Question

When $KMn{O_4}$is titrated against ferrous ammonium sulphate in acidic medium then the equivalent mass of $KMn{O_4}$will be:
A. $\dfrac{{Molecular{\text{ mass}}}}{{10}}$
B. $\dfrac{{Molecular{\text{ mass}}}}{5}$
C. $\dfrac{{Molecular{\text{ mass}}}}{3}$
D. $\dfrac{{Molecular{\text{ mass}}}}{2}$

Answer 1

Equivalent mass of a substance (oxidant or reductant) is equal to the molecular mass divided by number of electrons lost or gained by one molecule of the substance in redox reaction.
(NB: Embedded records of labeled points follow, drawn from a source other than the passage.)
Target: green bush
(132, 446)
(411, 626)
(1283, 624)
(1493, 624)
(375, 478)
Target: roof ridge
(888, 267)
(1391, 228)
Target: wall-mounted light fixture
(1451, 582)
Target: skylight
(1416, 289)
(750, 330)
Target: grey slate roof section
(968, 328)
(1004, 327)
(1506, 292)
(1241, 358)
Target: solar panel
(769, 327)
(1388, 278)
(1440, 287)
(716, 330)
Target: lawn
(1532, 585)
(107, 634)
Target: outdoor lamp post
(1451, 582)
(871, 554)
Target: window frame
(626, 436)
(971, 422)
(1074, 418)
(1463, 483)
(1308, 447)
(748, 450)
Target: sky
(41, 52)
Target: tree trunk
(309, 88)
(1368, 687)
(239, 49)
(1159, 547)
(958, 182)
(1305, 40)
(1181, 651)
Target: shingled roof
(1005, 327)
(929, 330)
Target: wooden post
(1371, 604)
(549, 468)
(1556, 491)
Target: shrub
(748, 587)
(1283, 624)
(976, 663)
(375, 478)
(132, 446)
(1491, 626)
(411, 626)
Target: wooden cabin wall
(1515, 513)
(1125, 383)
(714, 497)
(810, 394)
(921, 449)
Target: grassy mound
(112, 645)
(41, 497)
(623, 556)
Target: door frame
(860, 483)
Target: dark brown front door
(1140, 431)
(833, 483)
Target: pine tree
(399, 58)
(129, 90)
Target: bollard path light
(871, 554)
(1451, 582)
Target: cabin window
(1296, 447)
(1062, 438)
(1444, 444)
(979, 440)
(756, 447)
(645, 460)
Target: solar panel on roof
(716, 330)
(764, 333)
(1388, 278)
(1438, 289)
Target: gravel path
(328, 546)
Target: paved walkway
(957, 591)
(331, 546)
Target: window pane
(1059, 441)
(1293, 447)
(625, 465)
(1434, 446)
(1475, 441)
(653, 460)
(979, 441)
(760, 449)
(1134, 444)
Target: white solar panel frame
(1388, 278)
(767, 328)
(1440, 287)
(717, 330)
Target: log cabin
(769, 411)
Complete step by step answer:
Potassium permanganate is a strong oxidizing agent in acidic medium. Ferrous ammonium sulphate is a double salt known as Mohr’s salt.
In this titration, potassium permanganate acts as an oxidizing agent and Mohr’s salt acts as a reducing agent. So, the reaction between potassium permanganate and Mohr’s salt is a redox reaction. In this redox reaction, ferrous ions from Mohr’s salt get oxidised. Manganese present in potassium permanganate( pink coloured ) which is in$+ 7$oxidation state gets reduced to colourless $M{n^{ + 2}}$state.
The chemical reaction and the molecular chemical equation is given below:
Reduction half reaction: Potassium permanganate ($KMn{O_4}$) reacts with sulphuric acid and produces nascent oxygen.
$2KMn{O_4} + 3{H_2}S{O_4}\xrightarrow{{}}{K_2}S{O_4} + 2MnS{O_4} + 3{H_2}O + 5\left[ O \right]$
In ionic form the reaction can be written as,
${\text{MnO}}_{\text{4}}^{{\text{2 - }}}$+${\text{8}}{{\text{H}}^{\text{ + }}} + {\text{5}}{{\text{e}}^{\text{ - }}}$ $\to$ ${\text{M}}{{\text{n}}^{{\text{2 + }}}}$+ ${\text{4}}{{\text{H}}_{\text{2}}}{\text{O}}$
Oxidation half reaction is written as,
$F{e^{2 + }} \to F{e^{3 + }} + {e^ - }$
The overall reaction in ionic form can be written as,
$Mn{O_4}^ - + 8{H^ + } + 5F{e^{ + 2}}\xrightarrow{{}}M{n^{ + 2}} + 5F{e^{ + 3}} + 4{H_2}O$
The reaction in normal form with all the compounds oxidised and reduced is written as follows,
$2KMN{O_4} + 10FeS{O_4}{\left( {N{H_4}} \right)_2}S{O_4} \cdot 6{H_2}O \to {K_2}S{O_4} + 2MnS{O_4} + 5F{e_2}{\left( {S{O_4}} \right)_3} + 10{\left( {N{H_4}} \right)_2}S{O_4} + 68{H_2}O$
The above reaction is studied in volumetric analysis called Titration.
The n – factor of $KMn{O_4}$is $5$because it gains $5$ electrons in the reaction.
By using the formula,
Equivalent weight of oxidizing agent $= \dfrac{{Molecular{\text{ mass}}}}{{n - factor}}$
$\therefore$Equivalent weight of $KMn{O_4}\left( {O.A} \right) = \dfrac{{Molecular{\text{ mass}}}}{5}$

Hence, the correct option is (B).

Additional information: This titration is based upon oxidation – reduction titrations. When potassium permanganate solution is titrated against Ferrous ammonium sulphate in the presence of acidic medium then $KMn{O_4}$is oxidised $F{e^{ + 2}}$to $F{e^{ + 3}}$and itself reduces $M{n^{ + 7}}$to $M{n^{ + 2}}$

Note:
Potassium permanganate $\left( {KMn{O_4}} \right)$acts as an oxidizing agent in acidic, alkaline and neutral medium. In the above reaction, acidic medium is necessary in order to prevent precipitation of manganese oxide. $KMn{O_4}$acts as a self-indicator and the above titration is called permanganate titration.